The startup I was working for ran out of money and everyone was let go, so while I was doing some freelance work I found myself with some spare time between tasks and thought I could use it, along with my programming skills, to make the world (and my life) a little bit better. You see, I had been using email for around 16 years by that point, and during that time had accidentally twice sent personal replies to mailing lists, because the mailing list administrators had set the Reply-To header to point to the list instead of leaving it pointing to the original person. Fortunately both of them were embarassing rather than catastrophic, but the sense of embarassment was acute and remained with me for a long time. Changing the Reply-To header in this way is obviously wrong (citation 1, citation 2 ;) but one of the more common excuses I hear from mailing-list adminstrators is that it makes it easier for people to reply to the list if the header is changed. To help counter that at 9:15pm (EST) on February 27th, 2009, I added a reply-to-list button to Thunderbird. To be fair, all the back-end code to implement the feature was already there, but the person who wrote those patches gave up on the front-end because of UI-bikeshedding. I remember thinking that if I added the button, even if it didn’t do the right thing, then at least we would have something concrete to improve upon.
Fourteen minutes later, I posted the first patch (of twenty-four)!

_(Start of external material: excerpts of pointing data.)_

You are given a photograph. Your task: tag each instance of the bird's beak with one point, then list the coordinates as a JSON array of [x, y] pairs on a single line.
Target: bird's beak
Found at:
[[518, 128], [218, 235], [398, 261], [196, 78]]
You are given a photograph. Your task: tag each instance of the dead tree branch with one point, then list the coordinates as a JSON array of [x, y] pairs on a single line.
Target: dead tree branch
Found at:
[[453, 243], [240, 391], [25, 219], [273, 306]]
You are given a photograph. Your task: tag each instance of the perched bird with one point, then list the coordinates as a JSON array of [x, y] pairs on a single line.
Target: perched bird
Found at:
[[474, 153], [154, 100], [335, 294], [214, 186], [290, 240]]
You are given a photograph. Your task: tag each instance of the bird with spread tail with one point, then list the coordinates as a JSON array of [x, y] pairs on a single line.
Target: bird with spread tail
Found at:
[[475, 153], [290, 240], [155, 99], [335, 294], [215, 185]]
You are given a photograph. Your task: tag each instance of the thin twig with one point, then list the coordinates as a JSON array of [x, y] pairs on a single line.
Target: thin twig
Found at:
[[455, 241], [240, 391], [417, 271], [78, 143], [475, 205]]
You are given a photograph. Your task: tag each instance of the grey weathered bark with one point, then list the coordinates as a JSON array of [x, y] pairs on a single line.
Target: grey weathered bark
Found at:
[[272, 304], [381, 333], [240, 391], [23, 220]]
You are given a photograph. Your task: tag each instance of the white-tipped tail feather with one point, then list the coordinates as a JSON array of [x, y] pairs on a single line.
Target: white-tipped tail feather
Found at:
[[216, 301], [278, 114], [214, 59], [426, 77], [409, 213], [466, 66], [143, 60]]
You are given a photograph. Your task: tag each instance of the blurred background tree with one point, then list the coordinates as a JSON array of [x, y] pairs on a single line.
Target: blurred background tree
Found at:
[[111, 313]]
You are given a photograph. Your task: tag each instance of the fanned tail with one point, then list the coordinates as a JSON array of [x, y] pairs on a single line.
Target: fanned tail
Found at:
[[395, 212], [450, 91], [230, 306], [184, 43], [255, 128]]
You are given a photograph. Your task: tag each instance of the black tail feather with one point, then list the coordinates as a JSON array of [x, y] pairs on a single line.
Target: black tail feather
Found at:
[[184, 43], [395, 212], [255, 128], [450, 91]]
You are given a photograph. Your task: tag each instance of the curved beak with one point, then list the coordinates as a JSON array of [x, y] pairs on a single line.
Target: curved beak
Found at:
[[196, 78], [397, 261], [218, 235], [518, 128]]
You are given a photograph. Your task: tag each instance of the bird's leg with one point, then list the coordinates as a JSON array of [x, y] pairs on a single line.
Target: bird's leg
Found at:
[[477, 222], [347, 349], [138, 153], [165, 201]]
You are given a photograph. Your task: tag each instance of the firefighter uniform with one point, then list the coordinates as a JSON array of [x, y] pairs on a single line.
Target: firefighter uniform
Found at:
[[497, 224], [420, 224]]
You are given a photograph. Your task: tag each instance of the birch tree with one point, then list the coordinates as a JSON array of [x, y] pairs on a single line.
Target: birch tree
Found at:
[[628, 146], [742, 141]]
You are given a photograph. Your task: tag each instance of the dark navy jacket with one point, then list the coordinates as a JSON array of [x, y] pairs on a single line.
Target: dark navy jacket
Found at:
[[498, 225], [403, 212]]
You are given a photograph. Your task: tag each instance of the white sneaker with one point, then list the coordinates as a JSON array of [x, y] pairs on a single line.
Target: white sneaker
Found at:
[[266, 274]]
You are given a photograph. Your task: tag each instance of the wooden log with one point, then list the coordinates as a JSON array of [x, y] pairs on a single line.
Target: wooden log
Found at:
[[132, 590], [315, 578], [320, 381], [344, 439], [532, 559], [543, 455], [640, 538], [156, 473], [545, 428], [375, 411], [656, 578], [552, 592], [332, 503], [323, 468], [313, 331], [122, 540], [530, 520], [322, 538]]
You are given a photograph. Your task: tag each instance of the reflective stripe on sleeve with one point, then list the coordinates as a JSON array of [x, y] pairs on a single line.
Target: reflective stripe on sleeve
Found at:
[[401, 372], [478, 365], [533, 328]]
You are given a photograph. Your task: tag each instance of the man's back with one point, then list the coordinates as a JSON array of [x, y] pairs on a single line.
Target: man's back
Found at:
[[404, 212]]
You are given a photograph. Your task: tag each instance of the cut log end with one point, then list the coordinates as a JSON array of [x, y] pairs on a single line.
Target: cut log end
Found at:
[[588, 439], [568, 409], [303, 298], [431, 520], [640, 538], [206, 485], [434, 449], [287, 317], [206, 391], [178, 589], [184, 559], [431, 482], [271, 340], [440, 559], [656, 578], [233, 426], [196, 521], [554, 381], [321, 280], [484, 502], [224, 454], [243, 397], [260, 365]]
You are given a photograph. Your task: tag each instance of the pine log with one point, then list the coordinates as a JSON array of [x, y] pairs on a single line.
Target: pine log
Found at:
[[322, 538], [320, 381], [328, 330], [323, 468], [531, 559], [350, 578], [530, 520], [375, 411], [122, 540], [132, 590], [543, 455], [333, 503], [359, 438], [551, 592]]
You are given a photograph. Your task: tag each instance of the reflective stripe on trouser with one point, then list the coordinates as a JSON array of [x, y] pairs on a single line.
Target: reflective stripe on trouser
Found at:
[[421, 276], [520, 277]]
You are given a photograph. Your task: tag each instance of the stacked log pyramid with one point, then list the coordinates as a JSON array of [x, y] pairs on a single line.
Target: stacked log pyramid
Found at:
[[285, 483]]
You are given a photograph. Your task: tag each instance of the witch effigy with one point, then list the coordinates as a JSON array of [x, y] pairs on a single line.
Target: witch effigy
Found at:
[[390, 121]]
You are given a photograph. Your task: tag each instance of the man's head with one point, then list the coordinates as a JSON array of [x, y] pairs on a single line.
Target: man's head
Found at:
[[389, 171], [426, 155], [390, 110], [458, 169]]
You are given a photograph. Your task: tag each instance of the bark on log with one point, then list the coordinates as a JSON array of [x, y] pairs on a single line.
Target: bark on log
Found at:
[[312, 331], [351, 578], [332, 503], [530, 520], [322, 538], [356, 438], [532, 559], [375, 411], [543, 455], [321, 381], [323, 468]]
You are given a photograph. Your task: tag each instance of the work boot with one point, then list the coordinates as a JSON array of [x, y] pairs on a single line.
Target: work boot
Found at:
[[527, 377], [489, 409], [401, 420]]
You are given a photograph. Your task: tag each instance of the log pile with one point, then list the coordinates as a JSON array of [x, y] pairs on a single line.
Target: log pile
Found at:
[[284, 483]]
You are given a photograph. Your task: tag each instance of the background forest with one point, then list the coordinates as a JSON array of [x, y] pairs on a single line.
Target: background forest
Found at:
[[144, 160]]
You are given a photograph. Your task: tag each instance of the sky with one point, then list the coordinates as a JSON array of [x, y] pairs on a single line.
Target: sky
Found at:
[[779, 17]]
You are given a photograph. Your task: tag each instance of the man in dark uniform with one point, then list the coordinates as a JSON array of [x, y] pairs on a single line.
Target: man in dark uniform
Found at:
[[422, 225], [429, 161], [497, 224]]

I hope that it’s inspiring to novice programmers to realize that even after 17 years of programming professionally it still took me 24 attempts to get a patch that was landable, not because I’m particularly stupid, but because programming is difficult, and you need to stick with it to get stuff done.
A little while after that, and perhaps in part because of the work I did with other contributors on that bug, I was hired at Mozilla Messaging, to work on Thunderbird’s front-end code. First as a contractor and then later as a full-time employee. It was an exciting time, and I got to work with a lot of amazing people on some interesting old bugs and new features.
It took another five months after that patch before I got my first code into mozilla-central (the repository that Firefox is built from). I noticed that we had a bug in Thunderbird that was caused by a semicolon at the end of an if-statement, and I thought that if that kind of easily-overlooked bug could creep into Thunderbird, it could probably creep into Firefox, too. So I searched through the code in mozilla-central, patched the couple of occurrences that I found that could be a problem, and filed a bug letting people know about the potential problems and the patch. Soon thereafter the bug got a very positive comment from none other than Brendan Eich, and after a quick review by Dietrich, the patch was landed. Did it fix any visible problems? After five years, I’m still not sure, but the code definitely wasn’t doing what we thought it was, and now it is, so I think it was a good fix.
A couple of years later Mozilla Messaging was merged back into Mozilla Corporation, and when we decided to transition Thunderbird to community- leadership I took the opportunity to move over to the Firefox UX Team as a Design Engineer, where I continue making tools, prototyping designs, and helping the community to this day. My journey with Mozilla has been a long and enjoyable trip so far, and I’m excited to see what the future brings!
Addendum - To be totally honest, that wasn’t actually my first bugzilla interaction. The day before that I reported a crash in Shredder (now known as “Daily”). It turned out that it had been fixed about 24 hours earlier.